A flow not triggering means one of a fairly small set of things went wrong — and Run History is almost always the fastest way to narrow it down before guessing at fixes.
1. Check Run History first
Before changing anything, go to My Flows, click the flow, and look at Run History. This tells you immediately whether the flow is firing but failing partway through (which is a different problem from not triggering at all), or genuinely not running at all. If runs appear in history but show as failed, skip to the connection errors article — the trigger is working, something downstream is broken. If no runs appear at all, continue here.
2. Confirm the flow is turned on
It sounds obvious but it's the most commonly missed thing — flows can be turned off manually or automatically if they fail repeatedly. In My Flows, check the flow's status. If it shows as Off, click it and turn it on. Power Automate sometimes disables flows after a certain number of consecutive failures without notifying you clearly.

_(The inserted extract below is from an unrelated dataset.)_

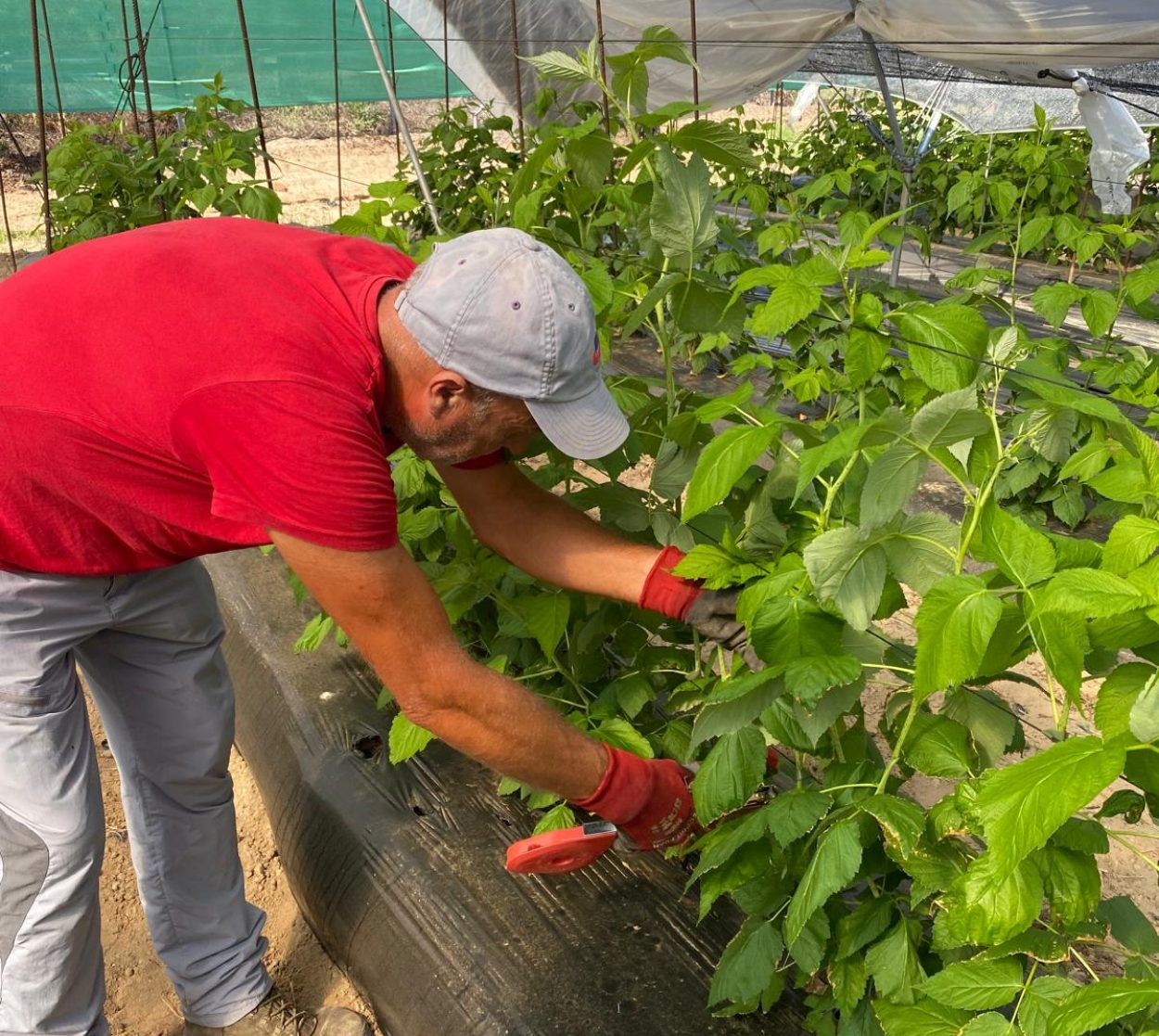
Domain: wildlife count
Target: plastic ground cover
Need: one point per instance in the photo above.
(400, 869)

3. Check the trigger condition
If you added a trigger condition (a filter that only fires the flow when certain criteria are met), that condition may be too strict or incorrectly written — meaning the trigger fires internally but is silently dropped before the flow runs. Open the trigger step, look for a Trigger Conditions field, and verify the logic. A common mistake is writing a condition that's never actually true with your real data.
Tip: to test whether the trigger is firing at all, temporarily remove the trigger condition and run the flow manually via the Test button. If it works without the condition, your condition expression is the problem — not the trigger itself.
4. Check the connection is still valid
Triggers rely on connections to external services (SharePoint, Outlook, Forms, etc.). If that connection has expired — which happens after password changes, MFA resets, or token expiry — the trigger silently stops firing. Go to Data > Connections in Power Automate and look for any connections showing a warning or error icon. Fix them by clicking the connection and re-authorizing.
5. Check if the flow owner's account is disabled
If the person who originally created the flow has left the company or had their account disabled, the trigger registration often breaks even if the flow ownership has been transferred. The trigger itself can remain registered under the original owner's account in Dataverse, and disabling that account kills it. The fix is to stop the flow completely, then restart it — this forces Power Automate to re-register the trigger under the current owner's account.
6. Check for a DLP policy block
In business environments, administrators can create Data Loss Prevention (DLP) policies that block certain connector combinations. If your flow uses a connector that violates a DLP policy, it will fail to trigger without a clear error message to the flow owner. Check with your IT admin if you suspect this — they can check the DLP policy configuration in the Power Platform Admin Center.
7. SharePoint triggers specifically
SharePoint-triggered flows (when an item is created or modified) have a few unique failure modes worth knowing:
- The list or column was renamed or deleted — SharePoint triggers bind to specific list columns by internal ID. If you renamed the column the trigger was watching, it may have broken silently.
- Too many changes at once — if a bulk import created hundreds of items simultaneously, SharePoint's trigger can miss some events. This is a known limitation, not a bug you can easily fix.
- The flow owner doesn't have access to the SharePoint site — the trigger runs under the flow owner's permissions. If they lost access to the site, the trigger stops working.
8. HTTP / webhook trigger URL changed
As of November 30, 2025, flows with HTTP triggers or Teams Webhook triggers that used logic.azure.com URLs were migrated to new URLs as part of Microsoft's infrastructure upgrade. If your flow has an HTTP trigger and stopped working around that time, the old URL is no longer valid — you need to copy the new trigger URL from the flow's trigger card and update any external systems or parent flows that call it.
The bottom line
Run History is always the first stop — it tells you whether "not triggering" is actually "triggering but failing," which completely changes where you look. If no runs appear at all, check flow status, connection health, and trigger conditions in that order before assuming something more complex is wrong.